Professor Mark Baker, director for the centre of guidelines at NICE, said the majority of UTIs would require antibiotics but it was important to ensure treatment was appropriate in all cases.

“We recognise that the majority of UTIs will require antibiotic treatment, but we need to be smarter with our use of these medicines,” he said.

“Our new guidance will help healthcare professionals to optimise their use of antibiotics. This will help to protect these vital medicines and ensure that no one experiences side effects from a treatment they do not need.”

For example, the guidance suggests taking painkillers and plenty of fluids may be sufficient in some mild cases of cystitis and catheter-associated UTIs, while “advice about behavioural and personal hygiene measures” may help reduce the risk of recurrent infection.
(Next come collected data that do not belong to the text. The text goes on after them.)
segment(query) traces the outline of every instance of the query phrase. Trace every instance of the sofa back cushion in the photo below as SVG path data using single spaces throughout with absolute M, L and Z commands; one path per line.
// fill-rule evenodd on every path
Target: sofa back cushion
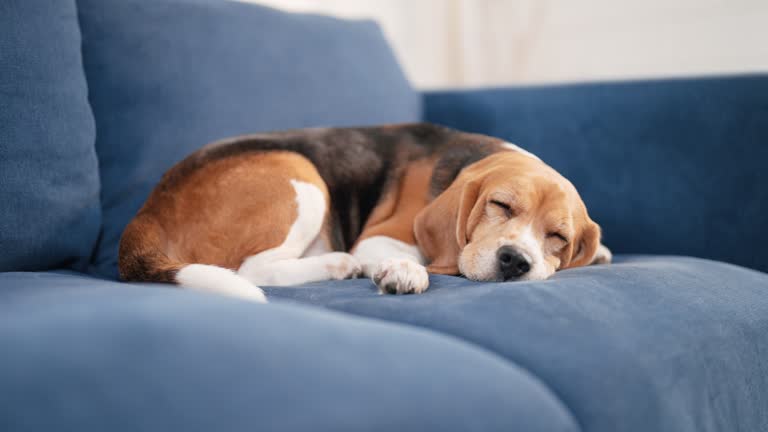
M 75 0 L 0 2 L 0 271 L 87 266 L 94 139 Z
M 616 253 L 768 272 L 768 75 L 438 92 L 431 121 L 532 151 Z M 454 109 L 453 107 L 461 107 Z
M 414 121 L 420 99 L 379 28 L 224 0 L 78 0 L 116 277 L 125 225 L 164 171 L 267 130 Z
However, it states that nurses, GPs and others should steer clear of recommending drinking cranberry juice – commonly believed to help alleviate symptoms – as there was no evidence this helped with conditions like cystitis.

Mark Baker

Mark Baker

Mark Baker

In addition, the guidance looks at which antibiotics work best for different types of infection and advises on the length of a course of treatment.

For example, it notes that shorter courses of antibiotics often prove to be just as effective as a longer prescription, reducing the risk of unpleasant side effects like diarrhoea and nausea.

Regarding lower UTIs for women who are not pregnant, it said a three day course of antibiotics was as effective as a five to 10 day course for treating cystitis and resulted in fewer “adverse events”.

Meanwhile, the guidance stated that a three to seven day course of antibiotics could be as effective as a seven to 14 day course of medication for children and young people with lower UTI.

Dr Tessa Lewis, GP and chair of the managing common infections guidance committee, noted that UTIs were painful and distressing, so it was important to provide the right treatment.

Urinary infections can make people feel very uncomfortable and unwell, and in some cases may become serious,” she said.

“It is important that we treat these infections with an antibiotic that will work,” she said. “This new draft guidance from NICE can assist healthcare professionals to do that.”

“This will preserve our antibiotics so they not only save lives today but can continue to save lives tomorrow”

Susan Hopkins

Monitoring by Public Health England shows a significant proportion of UTIs are now resistant to some of the most commonly-prescribed antibiotics.

Dr Susan Hopkins, deputy director for antibiotic microbial resistant and healthcare-associated infection at Public Health England, said: “Our surveillance shows that more than a third of laboratory confirmed E. coli UTIs display resistance to key antibiotics.

“We are, therefore, urging GP practices and hospitals to follow the new guidelines so they can prescribe antibiotics appropriately to their patients,” she said.

“This will preserve our antibiotics so that they not only save lives today but can continue to save lives tomorrow,” she added.

The consultation on the draft final NICE guidelines closes on 5 June.